Eenmaal thuis fris ik me even op, kijk of mijn haar nog zit en ga op zoek naar een passende fles. Ik trek de koelkast open, zie nog één fles in het wijnrek liggen en pak deze zonder verder te kijken wat het is. Binnen tien minuten sta ik in de grote hal van het hotel. Ik knik vriendelijk naar de portier die me wantrouwend groet, maar verder ongemoeid laat. Terwijl ik in de lift sta, kijk ik naar de fles.
Kut! Het is de fles die ik heb gekregen tijdens mijn housewarming. In plaats van een label met daarop de naam van de champagne prijkt er een enorme foto van mij terwijl ik sta te dansen tijdens het carnaval in Panama. ‘Veel plezier in je nieuwe huis!’ is de enige tekst op het etiket.
Zachtjes klop ik op de deur. M. doet open. Haar witte badjas verhult subtiel haar schitterende borsten, maar verraadt dat ze verder niets aan heeft. We groeten elkaar met een zachte zoen op de wang en ze leidt me de kamer in. M. geeft me een badjas en verzoekt met zachte dwang me direct uit te kleden, de badjas aan te trekken en de fles open te trekken.
Weinig mannen die daar tegenin zouden gaan, dus binnen een minuut lig ik grijzend naast haar in een enorm bed, een fles met daarop mijn eigen hoofd te ontkurken.
‘Ik ben een beetje dronken,’ zegt ze.
‘Dat treft,’ antwoord ik.
Zweetdruppels lopen over mijn rug, mijn benen staan gespannen. M. beweegt langzaam heen en weer, ze heupwiegt haar volle billen over mijn kruis en kijkt me schuin aan. Mijn uitzicht op haar gekromde rug, haar volle borsten die ik van de zijkant zie in de spiegel en haar schalkse blik brengen me in extase. Met een hand heb ik haar heup vast, met mijn andere hand baan ik mij een weg over haar heupen en rug naar haar borsten om vervolgens af te dalen naar intiemer delen.
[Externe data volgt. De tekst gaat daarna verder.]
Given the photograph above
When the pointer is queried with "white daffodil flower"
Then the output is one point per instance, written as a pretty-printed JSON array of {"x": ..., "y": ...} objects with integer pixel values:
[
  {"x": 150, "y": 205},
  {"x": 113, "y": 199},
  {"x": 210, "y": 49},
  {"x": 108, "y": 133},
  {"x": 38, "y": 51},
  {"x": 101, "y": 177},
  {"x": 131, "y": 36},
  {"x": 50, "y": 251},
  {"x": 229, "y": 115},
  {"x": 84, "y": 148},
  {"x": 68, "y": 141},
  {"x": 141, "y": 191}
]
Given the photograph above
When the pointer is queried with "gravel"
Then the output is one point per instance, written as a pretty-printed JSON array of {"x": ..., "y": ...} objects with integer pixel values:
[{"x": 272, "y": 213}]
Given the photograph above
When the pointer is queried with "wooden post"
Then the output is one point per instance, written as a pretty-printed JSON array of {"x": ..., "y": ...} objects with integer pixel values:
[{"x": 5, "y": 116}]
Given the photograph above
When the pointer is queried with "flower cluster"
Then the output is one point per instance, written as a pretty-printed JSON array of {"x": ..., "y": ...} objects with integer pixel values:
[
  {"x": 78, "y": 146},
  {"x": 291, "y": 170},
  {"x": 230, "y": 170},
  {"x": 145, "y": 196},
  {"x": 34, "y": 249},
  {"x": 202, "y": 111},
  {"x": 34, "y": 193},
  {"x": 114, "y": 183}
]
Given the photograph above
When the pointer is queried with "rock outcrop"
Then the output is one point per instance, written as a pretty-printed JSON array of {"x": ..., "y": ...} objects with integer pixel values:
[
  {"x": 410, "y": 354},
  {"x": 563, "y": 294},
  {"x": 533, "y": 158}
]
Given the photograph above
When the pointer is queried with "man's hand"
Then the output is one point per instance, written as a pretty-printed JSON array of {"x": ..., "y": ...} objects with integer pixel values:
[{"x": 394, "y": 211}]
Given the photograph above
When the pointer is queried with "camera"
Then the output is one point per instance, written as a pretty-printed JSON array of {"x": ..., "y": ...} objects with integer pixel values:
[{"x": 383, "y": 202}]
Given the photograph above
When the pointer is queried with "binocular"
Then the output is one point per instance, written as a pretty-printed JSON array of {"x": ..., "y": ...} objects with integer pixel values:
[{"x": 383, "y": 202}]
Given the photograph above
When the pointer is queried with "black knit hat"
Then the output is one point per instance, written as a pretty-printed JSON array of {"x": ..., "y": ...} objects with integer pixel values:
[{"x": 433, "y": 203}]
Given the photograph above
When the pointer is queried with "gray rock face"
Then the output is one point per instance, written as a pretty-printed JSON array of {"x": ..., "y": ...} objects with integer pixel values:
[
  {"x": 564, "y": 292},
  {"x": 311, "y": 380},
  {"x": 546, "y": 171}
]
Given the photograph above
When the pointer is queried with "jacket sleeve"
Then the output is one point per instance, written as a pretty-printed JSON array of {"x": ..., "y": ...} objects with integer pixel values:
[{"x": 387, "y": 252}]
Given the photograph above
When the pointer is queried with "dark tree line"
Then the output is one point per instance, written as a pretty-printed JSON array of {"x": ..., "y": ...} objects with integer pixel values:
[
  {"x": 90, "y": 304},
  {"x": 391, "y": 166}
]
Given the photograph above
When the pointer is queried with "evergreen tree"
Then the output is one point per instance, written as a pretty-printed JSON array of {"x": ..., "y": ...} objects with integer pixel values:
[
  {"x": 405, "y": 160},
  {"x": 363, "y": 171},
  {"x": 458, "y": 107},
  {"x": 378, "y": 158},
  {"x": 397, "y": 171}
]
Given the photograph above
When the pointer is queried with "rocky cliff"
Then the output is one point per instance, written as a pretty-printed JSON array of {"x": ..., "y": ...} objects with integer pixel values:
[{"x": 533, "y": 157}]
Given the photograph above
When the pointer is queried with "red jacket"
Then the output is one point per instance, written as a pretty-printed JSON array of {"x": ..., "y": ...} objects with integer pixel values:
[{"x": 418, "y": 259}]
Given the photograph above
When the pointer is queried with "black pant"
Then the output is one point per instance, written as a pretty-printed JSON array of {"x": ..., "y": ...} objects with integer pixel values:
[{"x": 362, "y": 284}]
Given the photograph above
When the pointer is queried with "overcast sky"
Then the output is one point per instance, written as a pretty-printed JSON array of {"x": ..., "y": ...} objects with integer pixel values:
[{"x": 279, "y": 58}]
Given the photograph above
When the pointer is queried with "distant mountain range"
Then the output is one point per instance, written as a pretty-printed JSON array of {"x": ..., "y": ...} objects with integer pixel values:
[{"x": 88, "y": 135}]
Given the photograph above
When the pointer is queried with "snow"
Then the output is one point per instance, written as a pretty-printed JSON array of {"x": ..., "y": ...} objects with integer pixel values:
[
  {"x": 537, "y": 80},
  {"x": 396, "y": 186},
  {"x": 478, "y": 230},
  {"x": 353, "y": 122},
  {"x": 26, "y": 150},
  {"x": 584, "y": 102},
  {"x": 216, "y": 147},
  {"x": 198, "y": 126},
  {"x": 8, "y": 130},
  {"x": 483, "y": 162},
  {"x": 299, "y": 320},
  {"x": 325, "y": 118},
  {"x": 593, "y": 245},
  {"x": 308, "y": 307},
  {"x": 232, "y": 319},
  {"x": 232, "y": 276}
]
De seks is heet. Niet alleen is M. een heerlijke vrouw, die hitte is letterlijk op te vatten: het is mijn eerste keer seks in een sauna. We houden het nog geen tien minuten vol en verkassen naar de jacuzzi. Nadat de champagne op is, trekken we de minibar leeg en verplaatsen ons weer naar het bed, naar de badkamer, de jacuzzi weer in; deze nacht is fe-no-me-naal.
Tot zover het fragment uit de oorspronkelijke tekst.